The Case Against the Kids’ Table at Thanksgiving Dinner

If experts suggest that families dining together is a cure for social ills, why would we stop on the day when family dinner is required?

The kids’ table at Thanksgiving dinner is a de facto right of passage. The childrens’ plates are cheap and often straight-up disposable. The napkins are paper and juice boxes replace crystal goblets. The setup and dissociation from adults make the Turkey Day kids table a place of culinary chaos, where children tell fart jokes and play with their food with impunity. Those tiny holiday tables are often filled with laughter, but they are also gross, messy, loud and largely demeaning as a kid gets older. Sure, that makes the graduation to the adult table feel that much more victorious, but should there even have to be a graduation in the first place?

Harvard University’s Family Dinner Project has found that eating meals as a family reduces a child’s risk of drug use, early pregnancy, depression, and obesity. A family dinner is a powerful tool; a solution to many of society’s ills. So why on Thanksgiving, when eating as a family is practically mandatory, do we relegate our children to the rickety card-table outskirts? What are we really saying when we place our kids in the Thanksgiving ghetto?

The kid’s table essentially tells children they’re unhinged monsters who can’t be trusted eating with adults. We’re saying that their presence would ruin the genteel meal. So it’s not particularly shocking when they misbehave with the mashers. And it isn’t particularly surprising they’re hesitant to eat with us during the week. How could they not reach the conclusion, “I really don’t belong here”?

Worse still is when the family screw-up is relegated to kids’ table, too. After all, if weird uncle Jack is bummed to be hanging out with the kids, then it’s not that hard to internalize the idea that eating with the kids is considered punishment.

Sure, I understand that there are logistical barriers to having everyone at the table. Far be it from me to shame someone for a lack of square footage. But the nice thing about kids is that they don’t really take up that much space. They’re small creatures on average. And it’s truly worth the effort to add an extra table-leaf or squeeze them between aunts and uncles, rather than keeping them in a faraway room. If it’s possible to have them at the table, there’s really no excuse for keeping them away.

Which is not to say that people don’t think they have good excuses: kids might cry, spill, make a mess, break something or be otherwise disruptive. Yep. They might. Because they are children. But children are also incredibly funny and thoughtful when adults take a breath, relax, and let them be themselves.

For instance, two years ago at our family Thanksgiving dinner, our children were at the table and my 4-year-old son asked to say grace. The clan decided to take a chance. What followed was the purest one-and-a-half minute prayer any of us have ever heard (much less uttered).
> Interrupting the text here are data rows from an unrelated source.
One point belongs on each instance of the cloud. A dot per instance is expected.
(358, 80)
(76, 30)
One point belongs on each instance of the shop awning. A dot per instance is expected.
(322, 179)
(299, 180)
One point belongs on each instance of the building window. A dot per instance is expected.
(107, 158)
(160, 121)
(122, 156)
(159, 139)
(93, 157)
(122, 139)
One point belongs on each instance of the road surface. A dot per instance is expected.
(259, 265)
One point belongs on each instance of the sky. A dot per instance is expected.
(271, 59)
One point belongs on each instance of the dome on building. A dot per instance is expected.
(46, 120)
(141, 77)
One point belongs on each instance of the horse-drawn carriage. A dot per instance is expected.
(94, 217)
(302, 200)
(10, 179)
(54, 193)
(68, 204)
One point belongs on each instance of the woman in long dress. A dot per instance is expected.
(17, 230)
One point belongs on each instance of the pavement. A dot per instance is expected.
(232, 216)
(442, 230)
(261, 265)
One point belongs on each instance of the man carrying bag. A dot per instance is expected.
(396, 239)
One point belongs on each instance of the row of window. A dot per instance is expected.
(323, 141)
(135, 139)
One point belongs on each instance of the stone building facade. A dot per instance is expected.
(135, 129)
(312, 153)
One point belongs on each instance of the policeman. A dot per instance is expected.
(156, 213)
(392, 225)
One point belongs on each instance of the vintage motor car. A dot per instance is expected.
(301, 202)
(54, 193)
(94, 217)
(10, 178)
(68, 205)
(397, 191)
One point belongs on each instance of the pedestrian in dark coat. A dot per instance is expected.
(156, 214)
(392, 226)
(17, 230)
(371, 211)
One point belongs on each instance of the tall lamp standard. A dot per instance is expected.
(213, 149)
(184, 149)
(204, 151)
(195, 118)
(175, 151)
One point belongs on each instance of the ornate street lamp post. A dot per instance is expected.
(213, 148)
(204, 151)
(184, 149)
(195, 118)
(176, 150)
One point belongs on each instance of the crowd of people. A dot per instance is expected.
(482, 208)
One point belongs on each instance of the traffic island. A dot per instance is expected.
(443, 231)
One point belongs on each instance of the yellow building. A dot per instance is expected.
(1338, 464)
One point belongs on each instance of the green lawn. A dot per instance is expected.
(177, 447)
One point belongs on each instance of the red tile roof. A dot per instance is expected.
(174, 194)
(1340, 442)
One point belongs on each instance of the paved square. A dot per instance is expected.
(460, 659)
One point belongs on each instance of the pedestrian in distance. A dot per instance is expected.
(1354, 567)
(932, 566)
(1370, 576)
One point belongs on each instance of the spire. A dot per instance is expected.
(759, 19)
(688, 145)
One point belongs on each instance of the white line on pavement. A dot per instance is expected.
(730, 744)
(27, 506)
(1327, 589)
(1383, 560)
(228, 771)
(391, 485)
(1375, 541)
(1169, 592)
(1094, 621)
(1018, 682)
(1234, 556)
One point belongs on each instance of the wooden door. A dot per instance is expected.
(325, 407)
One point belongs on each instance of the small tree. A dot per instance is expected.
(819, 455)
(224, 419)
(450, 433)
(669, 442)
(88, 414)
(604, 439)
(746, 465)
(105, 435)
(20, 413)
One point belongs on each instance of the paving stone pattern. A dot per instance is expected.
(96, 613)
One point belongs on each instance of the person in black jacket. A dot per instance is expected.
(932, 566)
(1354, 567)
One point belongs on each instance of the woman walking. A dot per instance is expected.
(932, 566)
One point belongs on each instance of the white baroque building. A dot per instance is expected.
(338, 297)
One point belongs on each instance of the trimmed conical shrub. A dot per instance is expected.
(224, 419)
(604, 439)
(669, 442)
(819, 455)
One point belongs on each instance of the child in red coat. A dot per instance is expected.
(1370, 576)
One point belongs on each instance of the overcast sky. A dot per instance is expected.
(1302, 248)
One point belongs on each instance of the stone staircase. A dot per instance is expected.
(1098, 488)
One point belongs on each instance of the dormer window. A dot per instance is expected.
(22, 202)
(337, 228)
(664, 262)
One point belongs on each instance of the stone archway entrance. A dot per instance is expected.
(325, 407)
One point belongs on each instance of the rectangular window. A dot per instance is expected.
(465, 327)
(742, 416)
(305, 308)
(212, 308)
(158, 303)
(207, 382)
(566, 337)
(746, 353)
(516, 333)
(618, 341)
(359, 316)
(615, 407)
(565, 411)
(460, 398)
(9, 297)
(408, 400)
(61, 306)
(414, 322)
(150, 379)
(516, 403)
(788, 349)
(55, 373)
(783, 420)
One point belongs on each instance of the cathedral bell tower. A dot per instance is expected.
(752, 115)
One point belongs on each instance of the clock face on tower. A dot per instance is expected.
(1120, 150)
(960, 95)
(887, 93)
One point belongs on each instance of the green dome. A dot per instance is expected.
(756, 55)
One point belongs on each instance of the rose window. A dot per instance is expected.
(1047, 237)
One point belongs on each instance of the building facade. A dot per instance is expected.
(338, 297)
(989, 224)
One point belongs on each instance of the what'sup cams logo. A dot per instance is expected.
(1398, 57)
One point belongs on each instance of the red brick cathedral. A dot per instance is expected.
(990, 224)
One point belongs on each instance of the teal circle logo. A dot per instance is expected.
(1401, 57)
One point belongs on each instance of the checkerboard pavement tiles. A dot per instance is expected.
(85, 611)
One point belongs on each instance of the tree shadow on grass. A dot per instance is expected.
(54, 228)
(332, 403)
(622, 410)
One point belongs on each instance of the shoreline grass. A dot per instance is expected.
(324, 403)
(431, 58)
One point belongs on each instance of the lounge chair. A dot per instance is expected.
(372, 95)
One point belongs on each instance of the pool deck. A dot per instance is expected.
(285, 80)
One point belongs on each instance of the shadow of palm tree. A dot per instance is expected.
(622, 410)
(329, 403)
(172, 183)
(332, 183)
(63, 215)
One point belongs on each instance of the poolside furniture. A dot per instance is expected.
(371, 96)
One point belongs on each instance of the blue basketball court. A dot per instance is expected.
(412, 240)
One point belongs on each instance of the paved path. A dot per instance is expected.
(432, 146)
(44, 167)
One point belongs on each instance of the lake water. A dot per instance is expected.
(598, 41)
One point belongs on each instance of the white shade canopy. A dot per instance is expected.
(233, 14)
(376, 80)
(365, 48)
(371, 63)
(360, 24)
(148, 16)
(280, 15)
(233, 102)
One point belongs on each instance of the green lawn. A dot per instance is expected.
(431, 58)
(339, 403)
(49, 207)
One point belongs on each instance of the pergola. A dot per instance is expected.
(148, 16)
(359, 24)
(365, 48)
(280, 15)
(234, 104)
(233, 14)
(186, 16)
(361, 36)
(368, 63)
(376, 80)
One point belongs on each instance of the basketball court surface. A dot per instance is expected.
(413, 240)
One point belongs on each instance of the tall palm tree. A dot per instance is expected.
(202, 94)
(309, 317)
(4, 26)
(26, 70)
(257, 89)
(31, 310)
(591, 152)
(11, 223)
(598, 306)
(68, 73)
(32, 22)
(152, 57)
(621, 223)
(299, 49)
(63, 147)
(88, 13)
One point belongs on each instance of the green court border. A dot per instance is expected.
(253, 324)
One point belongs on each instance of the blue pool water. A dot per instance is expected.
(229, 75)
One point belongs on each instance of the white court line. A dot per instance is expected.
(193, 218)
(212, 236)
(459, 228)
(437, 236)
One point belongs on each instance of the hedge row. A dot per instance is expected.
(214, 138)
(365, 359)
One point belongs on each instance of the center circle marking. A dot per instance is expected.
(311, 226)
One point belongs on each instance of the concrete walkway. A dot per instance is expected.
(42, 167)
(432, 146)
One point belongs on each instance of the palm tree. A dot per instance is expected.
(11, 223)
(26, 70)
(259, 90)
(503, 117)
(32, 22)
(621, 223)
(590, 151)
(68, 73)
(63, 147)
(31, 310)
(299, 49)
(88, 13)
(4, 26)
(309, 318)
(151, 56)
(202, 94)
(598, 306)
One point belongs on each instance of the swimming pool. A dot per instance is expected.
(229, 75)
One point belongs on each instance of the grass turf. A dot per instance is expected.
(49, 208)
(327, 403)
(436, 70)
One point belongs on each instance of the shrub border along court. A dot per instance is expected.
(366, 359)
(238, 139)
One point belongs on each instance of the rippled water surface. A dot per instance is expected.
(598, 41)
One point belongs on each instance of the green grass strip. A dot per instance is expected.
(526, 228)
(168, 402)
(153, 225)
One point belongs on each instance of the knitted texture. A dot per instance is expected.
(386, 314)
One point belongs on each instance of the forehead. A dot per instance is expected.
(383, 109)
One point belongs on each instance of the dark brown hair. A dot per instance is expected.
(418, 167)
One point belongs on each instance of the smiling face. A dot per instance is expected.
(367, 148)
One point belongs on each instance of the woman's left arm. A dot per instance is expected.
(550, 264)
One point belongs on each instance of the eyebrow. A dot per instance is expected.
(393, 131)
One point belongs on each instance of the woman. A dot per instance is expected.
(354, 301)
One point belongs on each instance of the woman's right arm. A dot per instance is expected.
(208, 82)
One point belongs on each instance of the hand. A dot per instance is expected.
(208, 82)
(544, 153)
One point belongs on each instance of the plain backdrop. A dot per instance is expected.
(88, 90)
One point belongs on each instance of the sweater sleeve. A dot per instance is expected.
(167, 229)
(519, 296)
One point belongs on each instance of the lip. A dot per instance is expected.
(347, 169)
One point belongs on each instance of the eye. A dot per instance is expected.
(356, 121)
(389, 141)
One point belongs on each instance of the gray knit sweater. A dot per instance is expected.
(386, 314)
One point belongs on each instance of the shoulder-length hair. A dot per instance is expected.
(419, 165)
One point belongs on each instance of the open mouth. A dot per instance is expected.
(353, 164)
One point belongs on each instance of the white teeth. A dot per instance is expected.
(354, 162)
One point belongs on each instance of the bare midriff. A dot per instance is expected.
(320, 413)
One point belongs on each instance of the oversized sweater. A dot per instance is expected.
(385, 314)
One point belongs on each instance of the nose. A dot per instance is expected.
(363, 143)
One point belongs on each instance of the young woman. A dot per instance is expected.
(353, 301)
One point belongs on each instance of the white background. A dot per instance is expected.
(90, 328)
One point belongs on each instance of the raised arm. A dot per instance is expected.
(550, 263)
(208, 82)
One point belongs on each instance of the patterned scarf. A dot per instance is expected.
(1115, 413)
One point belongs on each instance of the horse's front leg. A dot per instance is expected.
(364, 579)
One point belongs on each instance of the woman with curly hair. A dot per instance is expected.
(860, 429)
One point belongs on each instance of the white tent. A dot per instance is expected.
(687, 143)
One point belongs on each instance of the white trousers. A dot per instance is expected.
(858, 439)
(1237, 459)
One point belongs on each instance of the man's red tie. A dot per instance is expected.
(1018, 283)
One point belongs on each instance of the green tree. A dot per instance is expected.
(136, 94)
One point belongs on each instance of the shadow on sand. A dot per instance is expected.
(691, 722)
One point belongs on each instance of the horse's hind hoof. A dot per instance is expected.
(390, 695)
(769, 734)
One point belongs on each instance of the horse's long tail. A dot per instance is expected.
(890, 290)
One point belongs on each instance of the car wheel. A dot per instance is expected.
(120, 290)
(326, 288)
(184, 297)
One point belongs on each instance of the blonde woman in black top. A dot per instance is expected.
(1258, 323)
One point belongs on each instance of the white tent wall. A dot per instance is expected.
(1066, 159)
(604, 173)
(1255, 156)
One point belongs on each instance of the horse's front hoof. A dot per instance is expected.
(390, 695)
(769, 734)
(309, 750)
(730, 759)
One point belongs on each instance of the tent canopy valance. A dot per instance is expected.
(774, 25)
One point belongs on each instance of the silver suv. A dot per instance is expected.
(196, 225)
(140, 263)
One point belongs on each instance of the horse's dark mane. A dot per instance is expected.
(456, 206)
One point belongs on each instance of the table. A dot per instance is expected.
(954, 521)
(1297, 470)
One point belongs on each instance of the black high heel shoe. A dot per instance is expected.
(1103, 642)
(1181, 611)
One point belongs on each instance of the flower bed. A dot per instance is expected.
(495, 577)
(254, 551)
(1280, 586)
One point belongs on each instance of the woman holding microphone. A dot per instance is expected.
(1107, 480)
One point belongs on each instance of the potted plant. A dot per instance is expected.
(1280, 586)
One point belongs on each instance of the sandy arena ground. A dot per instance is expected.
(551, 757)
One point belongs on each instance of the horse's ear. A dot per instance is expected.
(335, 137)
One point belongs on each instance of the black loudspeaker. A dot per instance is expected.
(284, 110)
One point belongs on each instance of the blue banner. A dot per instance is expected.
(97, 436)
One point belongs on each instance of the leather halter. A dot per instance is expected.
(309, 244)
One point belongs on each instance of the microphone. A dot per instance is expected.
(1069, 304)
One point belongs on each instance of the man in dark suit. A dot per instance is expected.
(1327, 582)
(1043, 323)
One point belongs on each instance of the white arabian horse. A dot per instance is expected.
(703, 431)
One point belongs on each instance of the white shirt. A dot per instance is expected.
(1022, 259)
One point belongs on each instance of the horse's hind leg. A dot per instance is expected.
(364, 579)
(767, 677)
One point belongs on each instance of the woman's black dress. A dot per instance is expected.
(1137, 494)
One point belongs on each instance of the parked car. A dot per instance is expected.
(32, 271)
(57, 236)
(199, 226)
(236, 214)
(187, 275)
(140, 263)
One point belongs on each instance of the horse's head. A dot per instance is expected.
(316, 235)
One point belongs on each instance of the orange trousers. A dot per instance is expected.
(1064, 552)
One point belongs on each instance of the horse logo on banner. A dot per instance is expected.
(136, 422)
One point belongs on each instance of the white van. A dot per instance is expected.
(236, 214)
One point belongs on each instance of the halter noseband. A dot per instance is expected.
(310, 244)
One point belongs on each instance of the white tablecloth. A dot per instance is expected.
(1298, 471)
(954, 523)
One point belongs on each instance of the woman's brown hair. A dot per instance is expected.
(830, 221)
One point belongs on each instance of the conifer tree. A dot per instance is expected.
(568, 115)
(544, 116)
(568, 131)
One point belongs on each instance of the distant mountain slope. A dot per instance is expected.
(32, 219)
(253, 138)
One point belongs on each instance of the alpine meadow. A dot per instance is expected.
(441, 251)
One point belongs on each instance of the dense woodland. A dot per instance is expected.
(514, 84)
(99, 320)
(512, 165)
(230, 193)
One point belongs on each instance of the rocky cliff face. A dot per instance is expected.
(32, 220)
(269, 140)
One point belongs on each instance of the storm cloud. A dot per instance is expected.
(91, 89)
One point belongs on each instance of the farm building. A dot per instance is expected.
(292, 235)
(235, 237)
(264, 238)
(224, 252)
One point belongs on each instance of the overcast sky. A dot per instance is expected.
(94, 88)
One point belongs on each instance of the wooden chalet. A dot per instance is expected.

In his sweetest little conversational tone, he asked for blessings for the food and the “aminals” and his cousins. He asked God for fun and desserts and thanked Him for the dead relatives in heaven. The entire table grinned at the Amen. Perhaps we never would have known the joy and gratitude of a child’s heart if we’d stowed him away at a rowdy kids’ table.

And let’s be serious. Can kids lead to chaos at the table? Absolutely. But so can arguing about the results of the midterm elections. It’s contingent on the adults to relax and let shenanigans slide. After all, we are tasked to be thankful for more than just food at the Thanksgiving feast. We are also tasked with being thankful for those that surround us, regardless of how many fingers they dip in the gravy.